Segui a paz com
todos e a santificação, sem a qual ninguém verá o Senhor, atentando,
diligentemente, por que ninguém seja faltoso, separando-se da graça de Deus;
nem haja alguma raiz de amargura que, brotando, vos perturbe, e, por meio dela,
muitos sejam contaminados; nem haja algum impuro ou profano, como foi Esaú, o
qual, por um repasto, vendeu o seu direito de primogenitura. Pois sabeis também
que, posteriormente, querendo herdar a bênção, foi rejeitado, pois não achou
lugar de arrependimento, embora, com lágrimas, o tivesse buscado.
Hb 12.14-17
Quem quer
ver a Deus? Ou, usando o caminho do raciocínio inverso, quem não quer ver a
Deus? Se esta pergunta for dirigida a cristãos, muitos podem até afirmar que
ela é desnecessária. Mas será que a Igreja realmente pensa em “ver a Deus”? E o
que isto significa? Por ver a
Deus refiro-me não a enxerga-lo como vemos coisas, mas no sentido de
experimentá-lo na plenitude do que ele se dá a experimentar.
Esta
ressalva é importante porque não devemos pensar na totalidade de Deus, pois ele
sempre será infinito e o homem sempre será finito, e o sábio teólogo africano,
Agostinho de Hipona, já afirmava que “finitum
nunc capere infinitum”, isto é, o finito não compreenderá o infinito.

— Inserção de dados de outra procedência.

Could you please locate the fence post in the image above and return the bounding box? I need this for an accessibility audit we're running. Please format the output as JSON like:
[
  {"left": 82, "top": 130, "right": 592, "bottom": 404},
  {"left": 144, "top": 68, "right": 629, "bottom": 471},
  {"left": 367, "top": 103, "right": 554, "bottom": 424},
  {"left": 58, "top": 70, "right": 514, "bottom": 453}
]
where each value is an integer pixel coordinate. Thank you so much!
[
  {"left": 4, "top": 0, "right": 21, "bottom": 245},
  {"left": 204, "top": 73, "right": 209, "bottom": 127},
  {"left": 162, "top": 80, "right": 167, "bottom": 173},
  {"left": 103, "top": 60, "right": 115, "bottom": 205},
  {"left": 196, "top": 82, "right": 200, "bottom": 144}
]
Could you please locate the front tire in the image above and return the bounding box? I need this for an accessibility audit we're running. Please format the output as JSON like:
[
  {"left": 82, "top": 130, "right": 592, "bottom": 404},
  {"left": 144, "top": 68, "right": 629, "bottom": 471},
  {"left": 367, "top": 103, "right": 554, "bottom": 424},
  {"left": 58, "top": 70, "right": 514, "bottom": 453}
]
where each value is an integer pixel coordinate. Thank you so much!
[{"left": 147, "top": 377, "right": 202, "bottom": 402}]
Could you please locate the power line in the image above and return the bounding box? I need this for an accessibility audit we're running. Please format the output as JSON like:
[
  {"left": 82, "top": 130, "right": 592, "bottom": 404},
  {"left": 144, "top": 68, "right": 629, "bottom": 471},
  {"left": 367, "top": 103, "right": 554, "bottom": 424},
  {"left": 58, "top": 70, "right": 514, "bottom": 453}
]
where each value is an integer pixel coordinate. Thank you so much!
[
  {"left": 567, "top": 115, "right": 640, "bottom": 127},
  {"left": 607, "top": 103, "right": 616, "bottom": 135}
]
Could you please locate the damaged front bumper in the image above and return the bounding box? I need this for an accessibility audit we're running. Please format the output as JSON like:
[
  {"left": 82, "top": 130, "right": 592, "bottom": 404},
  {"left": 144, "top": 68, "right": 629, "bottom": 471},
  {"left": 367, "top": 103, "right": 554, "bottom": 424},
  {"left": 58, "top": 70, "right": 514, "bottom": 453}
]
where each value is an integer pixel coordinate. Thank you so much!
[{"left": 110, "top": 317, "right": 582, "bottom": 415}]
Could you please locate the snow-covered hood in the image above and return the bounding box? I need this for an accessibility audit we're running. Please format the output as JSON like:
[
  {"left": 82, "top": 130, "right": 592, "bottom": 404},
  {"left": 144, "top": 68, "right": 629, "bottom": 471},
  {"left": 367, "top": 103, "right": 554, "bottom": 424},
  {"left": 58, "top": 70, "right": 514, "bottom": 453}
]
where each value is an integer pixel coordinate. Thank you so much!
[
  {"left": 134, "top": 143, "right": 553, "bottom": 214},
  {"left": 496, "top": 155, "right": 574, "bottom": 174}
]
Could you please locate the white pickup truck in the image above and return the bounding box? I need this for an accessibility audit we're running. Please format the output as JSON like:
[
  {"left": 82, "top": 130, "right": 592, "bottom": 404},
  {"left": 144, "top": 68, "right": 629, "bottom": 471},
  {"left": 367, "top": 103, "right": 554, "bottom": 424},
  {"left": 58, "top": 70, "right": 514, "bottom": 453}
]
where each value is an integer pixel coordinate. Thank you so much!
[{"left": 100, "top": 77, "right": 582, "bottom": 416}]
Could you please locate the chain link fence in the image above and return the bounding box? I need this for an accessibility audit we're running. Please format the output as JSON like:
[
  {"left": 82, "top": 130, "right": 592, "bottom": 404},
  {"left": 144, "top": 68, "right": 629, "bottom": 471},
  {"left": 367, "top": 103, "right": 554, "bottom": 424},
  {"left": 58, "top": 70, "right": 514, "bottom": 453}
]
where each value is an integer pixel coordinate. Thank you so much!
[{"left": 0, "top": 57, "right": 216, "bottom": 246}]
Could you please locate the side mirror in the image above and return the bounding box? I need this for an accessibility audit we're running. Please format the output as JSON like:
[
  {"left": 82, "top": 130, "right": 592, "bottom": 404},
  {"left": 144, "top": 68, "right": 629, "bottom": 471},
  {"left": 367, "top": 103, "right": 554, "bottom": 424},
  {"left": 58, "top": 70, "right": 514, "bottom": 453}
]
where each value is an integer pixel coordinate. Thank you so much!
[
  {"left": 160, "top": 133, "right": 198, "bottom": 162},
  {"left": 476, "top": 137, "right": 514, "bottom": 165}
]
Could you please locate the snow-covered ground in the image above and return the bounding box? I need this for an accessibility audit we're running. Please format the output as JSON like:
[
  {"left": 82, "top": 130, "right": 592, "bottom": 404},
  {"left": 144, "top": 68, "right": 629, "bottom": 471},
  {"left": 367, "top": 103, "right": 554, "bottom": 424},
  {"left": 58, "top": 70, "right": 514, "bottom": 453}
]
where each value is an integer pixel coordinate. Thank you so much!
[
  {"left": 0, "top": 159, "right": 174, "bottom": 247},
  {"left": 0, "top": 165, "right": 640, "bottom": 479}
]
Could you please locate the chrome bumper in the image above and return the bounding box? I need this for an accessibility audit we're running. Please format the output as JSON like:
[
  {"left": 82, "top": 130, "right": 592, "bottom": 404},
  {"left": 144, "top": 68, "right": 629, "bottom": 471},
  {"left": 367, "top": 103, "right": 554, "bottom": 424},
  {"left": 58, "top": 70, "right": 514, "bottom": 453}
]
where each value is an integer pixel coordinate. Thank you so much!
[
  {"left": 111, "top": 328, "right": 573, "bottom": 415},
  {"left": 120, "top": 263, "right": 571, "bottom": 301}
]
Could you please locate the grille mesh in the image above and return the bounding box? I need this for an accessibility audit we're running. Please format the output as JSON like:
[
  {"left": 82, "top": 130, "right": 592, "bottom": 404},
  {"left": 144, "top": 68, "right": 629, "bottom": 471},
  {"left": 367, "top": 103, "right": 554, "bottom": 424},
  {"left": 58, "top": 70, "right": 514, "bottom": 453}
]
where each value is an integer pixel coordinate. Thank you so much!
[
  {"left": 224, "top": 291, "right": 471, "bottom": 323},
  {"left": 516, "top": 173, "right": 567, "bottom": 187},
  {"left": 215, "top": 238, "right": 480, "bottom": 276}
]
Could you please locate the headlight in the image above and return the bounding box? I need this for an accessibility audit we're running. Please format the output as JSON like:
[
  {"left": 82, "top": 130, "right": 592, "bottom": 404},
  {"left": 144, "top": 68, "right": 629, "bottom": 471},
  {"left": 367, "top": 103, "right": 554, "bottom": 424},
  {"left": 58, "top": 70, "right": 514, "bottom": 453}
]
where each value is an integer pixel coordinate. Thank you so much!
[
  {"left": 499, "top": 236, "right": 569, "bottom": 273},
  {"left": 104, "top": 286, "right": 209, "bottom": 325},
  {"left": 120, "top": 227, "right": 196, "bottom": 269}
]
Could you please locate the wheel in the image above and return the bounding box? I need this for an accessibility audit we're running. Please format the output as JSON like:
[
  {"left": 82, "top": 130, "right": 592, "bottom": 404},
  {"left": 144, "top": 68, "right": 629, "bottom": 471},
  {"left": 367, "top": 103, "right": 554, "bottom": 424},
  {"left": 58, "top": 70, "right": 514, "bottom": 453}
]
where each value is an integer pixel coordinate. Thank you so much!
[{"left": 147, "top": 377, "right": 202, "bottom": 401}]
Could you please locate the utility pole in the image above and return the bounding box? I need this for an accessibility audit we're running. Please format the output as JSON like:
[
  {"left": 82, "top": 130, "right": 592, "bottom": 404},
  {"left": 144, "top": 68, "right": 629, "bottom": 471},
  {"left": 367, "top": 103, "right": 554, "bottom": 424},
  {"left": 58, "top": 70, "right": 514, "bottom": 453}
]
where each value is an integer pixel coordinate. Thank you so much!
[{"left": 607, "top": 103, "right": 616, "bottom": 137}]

Mesmo na glória, o homem sempre será finito, e Deus não abandonará a sua
infinitude. Na glória experimentaremos o que Deus tem preparado para nós, que,
hoje, já é mais do que conseguimos compreender [I
Co 2.].
O sentido
de “ver a Deus” inclui a experiência com Deus que é, também, a certeza da
experiência da glória. E isto só acontecerá se, aqui, agora, houver uma real
progressão numa vida de santidade, isto é, num progressivo abandono daquilo que
o Senhor reprova em sua palavra e, ao mesmo tempo, numa prática progressiva
daquilo que o Senhor ordena e é agradável aos seus olhos [Hb 12.28; Hb
13.21 e I
Jo 3.22].
Precisamos
definir como ponto fundamental que a santificação é condição sine qua non para se
ver a Deus, para se viver na presença de Deus ou, dito de outra maneira, não há
como ser crente sem ser santo [I Pe
1.16]. Não há esperança de glória eterna [Rm 5.2] sem
abandono da busca pela glória deste mundo.
Santidade ou santificação deve ser entendida
como uma luta contra o próprio querer. Buscar a santificação significa começar
uma luta contra um poderoso adversário. Vale lembrar que a bíblia afirma que
temos três inimigos. O primeiro deles é moral, é este século, isto é, este
mundo e as coisas que ele pode oferecer; o segundo inimigo é o deus deste
século, o diabo, um adversário espiritual, poderoso e sagaz. São dois
adversários externos. O terceiro, e, creio, o mais difícil de ser vencido, e
que serve de brecha para a ação dos dois anteriores, é o nosso próprio coração,
que sabemos bem ser terrivelmente enganoso ou corrupto.
Pode parecer contraditório, mas buscar a
santificação é buscar a felicidade abrindo mão da satisfação pessoal, que é o
conceito comum e equivocado do que é felicidade, isto é, normalmente
confunde-se a felicidade com satisfação de prazeres e desejos - o grande
problema é que os prazeres buscados pelos homens carregam em si mesmos os
desequilíbrios morais fruto da transgressão adâmica [I Jo 2.15].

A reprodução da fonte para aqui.